Adapting to the new hybrid environment can require significant reskilling, especially as the hardware itself incorporates many of the integration tasks that might once have fallen into the partners’ domain.

Zwolenski says it is vital that partners be thinking more about the services they can provide to run on top of these architectures rather than just how they might be deployed.

“You shift your people to the value on top of the cloud, not the value in building the cloud,” Zwolenski says. “Once you automate the environment you free people up and look at the value you can build on top. If you shift the consulting and the integration into that you get more value in the long term than creating a deployment of 100 servers or 100 storage arrays.

“It’s about building services that your customer’s business needs. That is where there is a shortage of skillset and capability in the market today.”

One lasting impact of the public cloud however is in the way it has changed how clients pay for their hardware. While the consumption-based models of public cloud computing were initially incompatible with some purchasing cycles, they have opened clients’ eyes to the idea of only paying for what they need when they need it. 

As a result, vendors have also worked to bring consumption-based pricing to the purchasing of on-premise hardware, such as with HPE’s GreenLake.

“Under our GreenLake portfolio we allow all of our products and service to be consumed as a service on a pay per consumption model,” says Paul Armstrong, HPE’s business manager for hybrid cloud. “The message to the channel partners is whether they are small, medium or large, they can leverage HPE’s balance sheet to build consumption-based services to their customer base without that going on their balance sheet. That opens up selling consumption-based services to a much larger range of the partner systems out there.”

Armstrong says clients have also been receptive to the idea of being provided with additional buffer capacity within their on-premise hardware – much as they might in a public cloud environment.

“So they can tap into that buffer capacity instantly when they need that, and when they are not using it, they don’t pay for it,” he says.

Channel partners too are taking advantage of the newfound flexibility being offered by suppliers. Tan says numerous Data#3 customers are opting to purchase based on op-ex models.

“Ongoing annuity and service models are something we’ve heavily invested in from a solution perspective through to people, technology, and processes,” Tan says. “I see the associated customer experience linked to a different sales motion as the shift driving a different customer engagement for us. 

“How our customers pay for technology is now driving a longer-term engagement, which brings to light our ability to really enable business outcomes through the use of technology.
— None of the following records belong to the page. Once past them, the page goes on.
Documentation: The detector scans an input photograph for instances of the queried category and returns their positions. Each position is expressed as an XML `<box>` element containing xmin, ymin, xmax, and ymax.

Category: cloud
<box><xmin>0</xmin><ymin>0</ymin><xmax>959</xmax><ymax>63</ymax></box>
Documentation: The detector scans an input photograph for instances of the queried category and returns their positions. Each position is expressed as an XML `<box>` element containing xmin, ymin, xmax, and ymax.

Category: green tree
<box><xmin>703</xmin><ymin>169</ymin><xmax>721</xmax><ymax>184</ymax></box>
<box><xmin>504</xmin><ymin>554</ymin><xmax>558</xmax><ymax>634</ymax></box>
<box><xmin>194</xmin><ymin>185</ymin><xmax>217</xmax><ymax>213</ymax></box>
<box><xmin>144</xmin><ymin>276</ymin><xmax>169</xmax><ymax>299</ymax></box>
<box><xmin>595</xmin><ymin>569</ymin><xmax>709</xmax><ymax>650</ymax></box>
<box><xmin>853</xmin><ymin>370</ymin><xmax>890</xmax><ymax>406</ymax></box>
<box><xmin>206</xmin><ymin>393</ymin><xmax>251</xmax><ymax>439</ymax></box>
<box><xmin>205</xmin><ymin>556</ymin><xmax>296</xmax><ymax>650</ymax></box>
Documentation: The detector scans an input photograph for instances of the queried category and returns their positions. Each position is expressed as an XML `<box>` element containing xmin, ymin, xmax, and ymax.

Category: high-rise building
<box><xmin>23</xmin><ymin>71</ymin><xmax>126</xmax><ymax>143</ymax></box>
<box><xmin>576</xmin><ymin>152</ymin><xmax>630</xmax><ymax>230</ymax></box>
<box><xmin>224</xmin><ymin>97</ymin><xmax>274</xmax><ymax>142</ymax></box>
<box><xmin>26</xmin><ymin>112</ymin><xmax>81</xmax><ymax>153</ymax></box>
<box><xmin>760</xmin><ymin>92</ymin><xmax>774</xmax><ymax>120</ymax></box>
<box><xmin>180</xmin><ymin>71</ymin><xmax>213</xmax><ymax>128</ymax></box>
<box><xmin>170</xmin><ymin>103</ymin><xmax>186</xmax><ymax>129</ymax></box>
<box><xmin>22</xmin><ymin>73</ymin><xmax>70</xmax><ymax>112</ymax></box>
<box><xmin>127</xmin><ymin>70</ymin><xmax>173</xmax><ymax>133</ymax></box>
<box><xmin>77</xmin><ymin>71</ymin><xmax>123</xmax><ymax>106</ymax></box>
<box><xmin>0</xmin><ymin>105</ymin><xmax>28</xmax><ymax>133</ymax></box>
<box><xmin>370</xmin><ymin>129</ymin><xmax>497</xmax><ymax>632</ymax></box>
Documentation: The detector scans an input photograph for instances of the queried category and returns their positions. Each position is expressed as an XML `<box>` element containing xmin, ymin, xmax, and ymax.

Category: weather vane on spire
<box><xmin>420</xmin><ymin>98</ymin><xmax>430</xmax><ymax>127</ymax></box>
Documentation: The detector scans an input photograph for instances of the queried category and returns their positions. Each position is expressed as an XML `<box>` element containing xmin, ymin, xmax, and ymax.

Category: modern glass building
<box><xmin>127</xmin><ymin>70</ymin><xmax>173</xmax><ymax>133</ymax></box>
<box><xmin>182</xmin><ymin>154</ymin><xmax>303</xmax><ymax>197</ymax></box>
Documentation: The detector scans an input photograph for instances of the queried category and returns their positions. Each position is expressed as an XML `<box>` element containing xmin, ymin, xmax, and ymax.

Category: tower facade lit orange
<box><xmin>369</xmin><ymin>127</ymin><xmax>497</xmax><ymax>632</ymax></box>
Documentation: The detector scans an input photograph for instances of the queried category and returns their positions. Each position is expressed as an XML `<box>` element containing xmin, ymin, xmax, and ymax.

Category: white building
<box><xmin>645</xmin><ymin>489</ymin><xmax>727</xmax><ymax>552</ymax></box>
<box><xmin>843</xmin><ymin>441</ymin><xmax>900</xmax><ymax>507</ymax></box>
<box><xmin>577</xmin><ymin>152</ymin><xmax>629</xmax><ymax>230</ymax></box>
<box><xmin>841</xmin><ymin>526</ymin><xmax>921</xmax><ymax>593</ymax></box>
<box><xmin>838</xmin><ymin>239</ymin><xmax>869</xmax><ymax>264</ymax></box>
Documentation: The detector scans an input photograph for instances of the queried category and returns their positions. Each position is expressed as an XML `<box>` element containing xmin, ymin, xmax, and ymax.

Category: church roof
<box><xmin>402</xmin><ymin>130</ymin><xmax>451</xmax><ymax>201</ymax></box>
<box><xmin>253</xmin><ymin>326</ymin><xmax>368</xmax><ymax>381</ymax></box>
This is a significant shift in our industry so it’s important that we have the right strategy around customer experience.”
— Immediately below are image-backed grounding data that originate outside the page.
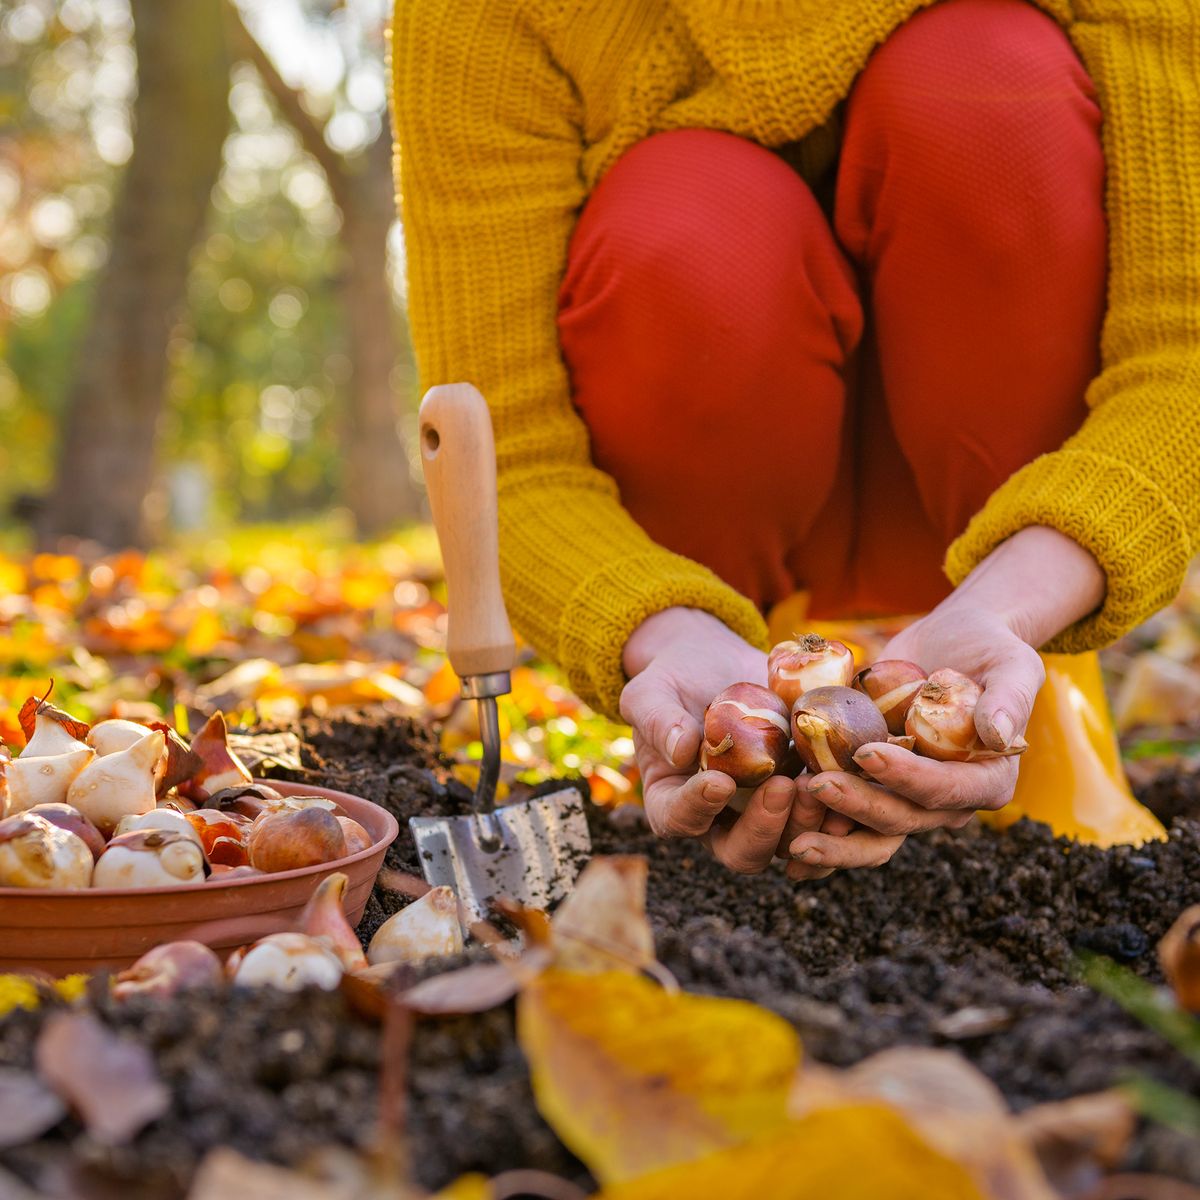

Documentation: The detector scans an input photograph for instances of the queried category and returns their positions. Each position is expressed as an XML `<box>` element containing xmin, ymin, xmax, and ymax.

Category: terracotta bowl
<box><xmin>0</xmin><ymin>782</ymin><xmax>399</xmax><ymax>976</ymax></box>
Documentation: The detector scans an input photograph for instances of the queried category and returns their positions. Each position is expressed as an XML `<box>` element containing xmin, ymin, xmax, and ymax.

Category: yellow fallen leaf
<box><xmin>431</xmin><ymin>1176</ymin><xmax>491</xmax><ymax>1200</ymax></box>
<box><xmin>596</xmin><ymin>1106</ymin><xmax>984</xmax><ymax>1200</ymax></box>
<box><xmin>518</xmin><ymin>969</ymin><xmax>799</xmax><ymax>1185</ymax></box>
<box><xmin>551</xmin><ymin>856</ymin><xmax>654</xmax><ymax>974</ymax></box>
<box><xmin>0</xmin><ymin>975</ymin><xmax>40</xmax><ymax>1018</ymax></box>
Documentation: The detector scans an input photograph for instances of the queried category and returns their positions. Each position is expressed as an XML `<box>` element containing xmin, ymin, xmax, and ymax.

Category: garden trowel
<box><xmin>408</xmin><ymin>383</ymin><xmax>591</xmax><ymax>927</ymax></box>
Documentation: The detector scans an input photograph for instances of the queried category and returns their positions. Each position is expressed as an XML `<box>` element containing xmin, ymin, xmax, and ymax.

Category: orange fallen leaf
<box><xmin>518</xmin><ymin>969</ymin><xmax>799</xmax><ymax>1185</ymax></box>
<box><xmin>1159</xmin><ymin>905</ymin><xmax>1200</xmax><ymax>1013</ymax></box>
<box><xmin>594</xmin><ymin>1106</ymin><xmax>983</xmax><ymax>1199</ymax></box>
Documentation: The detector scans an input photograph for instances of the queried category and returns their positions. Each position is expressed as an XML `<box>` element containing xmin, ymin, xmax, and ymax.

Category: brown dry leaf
<box><xmin>148</xmin><ymin>721</ymin><xmax>204</xmax><ymax>795</ymax></box>
<box><xmin>1113</xmin><ymin>651</ymin><xmax>1200</xmax><ymax>733</ymax></box>
<box><xmin>1159</xmin><ymin>904</ymin><xmax>1200</xmax><ymax>1014</ymax></box>
<box><xmin>518</xmin><ymin>968</ymin><xmax>799</xmax><ymax>1185</ymax></box>
<box><xmin>227</xmin><ymin>730</ymin><xmax>307</xmax><ymax>776</ymax></box>
<box><xmin>34</xmin><ymin>1011</ymin><xmax>170</xmax><ymax>1145</ymax></box>
<box><xmin>188</xmin><ymin>1148</ymin><xmax>356</xmax><ymax>1200</ymax></box>
<box><xmin>789</xmin><ymin>1047</ymin><xmax>1054</xmax><ymax>1200</ymax></box>
<box><xmin>551</xmin><ymin>856</ymin><xmax>654</xmax><ymax>973</ymax></box>
<box><xmin>1016</xmin><ymin>1091</ymin><xmax>1135</xmax><ymax>1198</ymax></box>
<box><xmin>595</xmin><ymin>1105</ymin><xmax>984</xmax><ymax>1200</ymax></box>
<box><xmin>402</xmin><ymin>949</ymin><xmax>553</xmax><ymax>1016</ymax></box>
<box><xmin>0</xmin><ymin>1068</ymin><xmax>66</xmax><ymax>1149</ymax></box>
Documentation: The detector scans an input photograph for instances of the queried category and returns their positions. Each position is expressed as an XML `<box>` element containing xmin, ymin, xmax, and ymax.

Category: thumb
<box><xmin>620</xmin><ymin>673</ymin><xmax>703</xmax><ymax>768</ymax></box>
<box><xmin>974</xmin><ymin>643</ymin><xmax>1045</xmax><ymax>752</ymax></box>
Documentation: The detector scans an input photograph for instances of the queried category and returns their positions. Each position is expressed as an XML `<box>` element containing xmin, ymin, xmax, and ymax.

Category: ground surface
<box><xmin>2</xmin><ymin>711</ymin><xmax>1200</xmax><ymax>1198</ymax></box>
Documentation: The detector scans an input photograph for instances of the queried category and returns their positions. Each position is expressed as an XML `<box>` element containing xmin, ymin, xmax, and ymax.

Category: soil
<box><xmin>3</xmin><ymin>711</ymin><xmax>1200</xmax><ymax>1197</ymax></box>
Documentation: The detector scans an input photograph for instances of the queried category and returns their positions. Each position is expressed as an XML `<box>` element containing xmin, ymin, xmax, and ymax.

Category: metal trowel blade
<box><xmin>408</xmin><ymin>787</ymin><xmax>591</xmax><ymax>926</ymax></box>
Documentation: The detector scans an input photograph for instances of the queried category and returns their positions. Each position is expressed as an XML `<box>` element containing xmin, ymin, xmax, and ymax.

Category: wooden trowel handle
<box><xmin>419</xmin><ymin>383</ymin><xmax>516</xmax><ymax>681</ymax></box>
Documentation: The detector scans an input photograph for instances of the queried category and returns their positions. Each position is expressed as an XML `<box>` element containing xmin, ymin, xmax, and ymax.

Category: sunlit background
<box><xmin>1</xmin><ymin>0</ymin><xmax>412</xmax><ymax>534</ymax></box>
Hence while success in the immediate future may rest with the ability to provide value above the hardware layer, Tan says customer experience in technology purchasing will become a real battleground that will sit hand in hand with the technology.
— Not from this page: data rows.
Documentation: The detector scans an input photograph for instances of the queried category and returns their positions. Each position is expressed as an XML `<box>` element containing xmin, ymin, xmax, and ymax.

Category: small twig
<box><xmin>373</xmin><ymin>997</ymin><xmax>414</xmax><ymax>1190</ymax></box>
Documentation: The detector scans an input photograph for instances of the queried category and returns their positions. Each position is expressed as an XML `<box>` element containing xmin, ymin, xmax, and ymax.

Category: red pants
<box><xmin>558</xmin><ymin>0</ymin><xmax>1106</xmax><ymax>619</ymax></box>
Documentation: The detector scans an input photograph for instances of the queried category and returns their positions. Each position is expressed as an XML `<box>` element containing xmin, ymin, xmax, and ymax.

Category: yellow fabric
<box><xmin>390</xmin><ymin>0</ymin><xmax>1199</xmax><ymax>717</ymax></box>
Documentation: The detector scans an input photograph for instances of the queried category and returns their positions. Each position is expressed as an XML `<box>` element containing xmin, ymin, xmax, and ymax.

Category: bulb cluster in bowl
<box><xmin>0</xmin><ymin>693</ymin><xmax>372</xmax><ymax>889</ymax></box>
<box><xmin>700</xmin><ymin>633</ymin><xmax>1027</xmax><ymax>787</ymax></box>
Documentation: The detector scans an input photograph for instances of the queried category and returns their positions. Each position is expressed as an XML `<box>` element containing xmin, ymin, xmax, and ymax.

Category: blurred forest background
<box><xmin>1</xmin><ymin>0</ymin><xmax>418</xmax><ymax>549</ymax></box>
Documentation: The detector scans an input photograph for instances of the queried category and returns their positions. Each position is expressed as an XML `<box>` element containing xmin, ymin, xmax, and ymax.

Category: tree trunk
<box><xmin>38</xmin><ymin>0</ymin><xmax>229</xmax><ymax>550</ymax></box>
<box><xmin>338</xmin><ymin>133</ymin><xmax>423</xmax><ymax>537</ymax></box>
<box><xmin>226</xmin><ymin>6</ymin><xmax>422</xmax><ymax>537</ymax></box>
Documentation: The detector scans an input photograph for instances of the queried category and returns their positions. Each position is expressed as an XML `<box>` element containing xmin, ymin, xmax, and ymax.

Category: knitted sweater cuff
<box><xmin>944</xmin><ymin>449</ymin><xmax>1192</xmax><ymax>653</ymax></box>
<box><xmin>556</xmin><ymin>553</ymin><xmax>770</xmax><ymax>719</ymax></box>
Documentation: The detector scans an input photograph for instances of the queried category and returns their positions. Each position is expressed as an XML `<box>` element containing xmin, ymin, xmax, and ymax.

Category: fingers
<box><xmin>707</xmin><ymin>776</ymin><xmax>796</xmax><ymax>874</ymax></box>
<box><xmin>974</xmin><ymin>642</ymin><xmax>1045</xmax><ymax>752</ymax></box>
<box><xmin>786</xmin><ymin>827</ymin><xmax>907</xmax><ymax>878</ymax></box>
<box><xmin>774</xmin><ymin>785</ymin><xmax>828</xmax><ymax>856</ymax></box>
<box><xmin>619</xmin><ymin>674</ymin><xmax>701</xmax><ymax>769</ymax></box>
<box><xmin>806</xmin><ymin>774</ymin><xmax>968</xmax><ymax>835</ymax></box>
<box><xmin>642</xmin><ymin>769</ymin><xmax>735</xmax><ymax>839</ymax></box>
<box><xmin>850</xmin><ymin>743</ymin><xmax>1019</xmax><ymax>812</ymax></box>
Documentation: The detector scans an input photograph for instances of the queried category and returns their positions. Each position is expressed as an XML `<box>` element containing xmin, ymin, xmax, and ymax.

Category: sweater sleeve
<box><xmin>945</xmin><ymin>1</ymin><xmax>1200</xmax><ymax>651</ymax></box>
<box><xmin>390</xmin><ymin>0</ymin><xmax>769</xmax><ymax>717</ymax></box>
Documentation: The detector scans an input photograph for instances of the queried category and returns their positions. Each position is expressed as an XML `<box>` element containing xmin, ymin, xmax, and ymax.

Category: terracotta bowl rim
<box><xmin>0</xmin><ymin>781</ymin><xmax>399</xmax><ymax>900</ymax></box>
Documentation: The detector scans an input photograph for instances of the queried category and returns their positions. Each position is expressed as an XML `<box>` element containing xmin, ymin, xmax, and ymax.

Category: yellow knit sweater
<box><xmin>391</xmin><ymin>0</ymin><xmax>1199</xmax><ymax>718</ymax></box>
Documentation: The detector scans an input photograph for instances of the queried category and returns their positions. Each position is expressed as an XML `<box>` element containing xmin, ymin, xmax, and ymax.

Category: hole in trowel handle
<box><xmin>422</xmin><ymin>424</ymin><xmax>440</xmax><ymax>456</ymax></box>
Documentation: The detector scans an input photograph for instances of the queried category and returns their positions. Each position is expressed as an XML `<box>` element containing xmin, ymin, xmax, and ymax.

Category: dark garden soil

“This is not an area which is easy to pivot to, but a necessary change, which requires investment in different skills, new thinking, and new ways of interacting with our customers, either via face-to-face or digitally,” Tan says.

“This shift is upon us now and one which I see us making preparations for over the past few years. Whilst we continue to provide a significant amount of infrastructure, how our customers gain a competitive advantage from the infrastructure will determine how successful our customers are, and in turn Data#3.”